A New Japan ETF On Dividend Growth Hits The Market

WisdomTree appears in no mood to get over the Japan investing spree. It has Japan Hedged Equity Fund (DXJ - ETF report) – a billion-dollar Japan ETF in its kitty. Apart from this, it operates WisdomTree Japan Hedged SmallCap Equity Fund (DXJS), Japan Hedged Dividend Growth Fund (JHDG) and several sector-specific Japan ETFs.

While WisdomTree’s currency-hedged ETF versions have made a killing thus far, the issuer is bolstering the pipeline of non-currency hedged Japan ETFs. In this pursuit, WishdomTree recently launched Japan Dividend Growth Fund (JDG). Let’s delve a little deeper (read: Four Reasons to Buy WisdomTree ETFs).

JDG in Focus

The new ETF follows the WisdomTree Japan Dividend Growth Index. The fund consists of about 217 companies. The stocks are screened on a combined basis of growth and quality factors in order to give a comprehensive approach to dividend investing.
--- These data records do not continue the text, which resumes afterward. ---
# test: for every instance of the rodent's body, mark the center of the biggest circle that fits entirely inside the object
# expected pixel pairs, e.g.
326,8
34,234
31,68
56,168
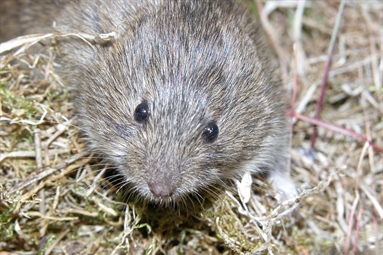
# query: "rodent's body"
175,71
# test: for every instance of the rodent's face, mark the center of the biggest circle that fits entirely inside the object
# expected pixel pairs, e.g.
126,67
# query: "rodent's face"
178,112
Growth factors like long-term earnings growth expectations and quality factors like historical return on equity, and return on assets are the criteria looked upon while including stocks to build up the index. The stocks need to exhibit a higher earnings yield than dividend yield for an entry to the index.

Consumer discretionary rules the fund with over 20% exposure. Industrials (19.4%), Telecom (15.25%), IT (14.67%) and Consumer Staples (10.69%) also get double-digit weight each.  NTT DoCoMo Inc (5.8%), Nippon Telegraph & Telephone C (NTT) (5.4%) and Japan Tobacco (4.51%) round out the top three spots of the ETF. It charges 43 bps in fees.
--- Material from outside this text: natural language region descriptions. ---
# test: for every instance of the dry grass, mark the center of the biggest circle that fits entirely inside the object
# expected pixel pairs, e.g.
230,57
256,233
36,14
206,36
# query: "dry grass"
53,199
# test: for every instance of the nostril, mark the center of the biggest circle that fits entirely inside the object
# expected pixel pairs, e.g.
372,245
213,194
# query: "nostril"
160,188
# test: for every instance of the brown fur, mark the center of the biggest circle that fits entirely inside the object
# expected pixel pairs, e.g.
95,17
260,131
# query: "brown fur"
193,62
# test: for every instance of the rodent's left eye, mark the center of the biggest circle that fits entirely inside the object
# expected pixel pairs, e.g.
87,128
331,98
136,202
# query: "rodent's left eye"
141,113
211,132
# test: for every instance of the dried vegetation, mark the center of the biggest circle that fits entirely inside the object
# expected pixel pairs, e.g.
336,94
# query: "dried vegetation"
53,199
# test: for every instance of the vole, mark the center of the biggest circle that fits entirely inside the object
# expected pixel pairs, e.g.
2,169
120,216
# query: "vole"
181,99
How Does it Fit in a Portfolio?

International dividend investing has taken center stage lately on a flurry of monetary easing. This was truer in the case of Japan as the country enhanced its asset buying program to 80 trillion yen a year at October end at the previous rate of 60–70 trillion yen to boost a sagging economy. This makes the high-dividend Japanese investing an intriguing bet for yield-hungry investors as rates are at rock-bottom levels (read: Introductory Guide to Japan ETF Investing).

The country’s key stock index Nikkei hit 15-year highs this year. With Japanese consumer spending still remaining soft, we expect this gigantic stimulus measure to stay for some more time. This makes the launch well timed (read: Nikkei Hits fresh 15-Year High: 3 Japan ETFs to Buy).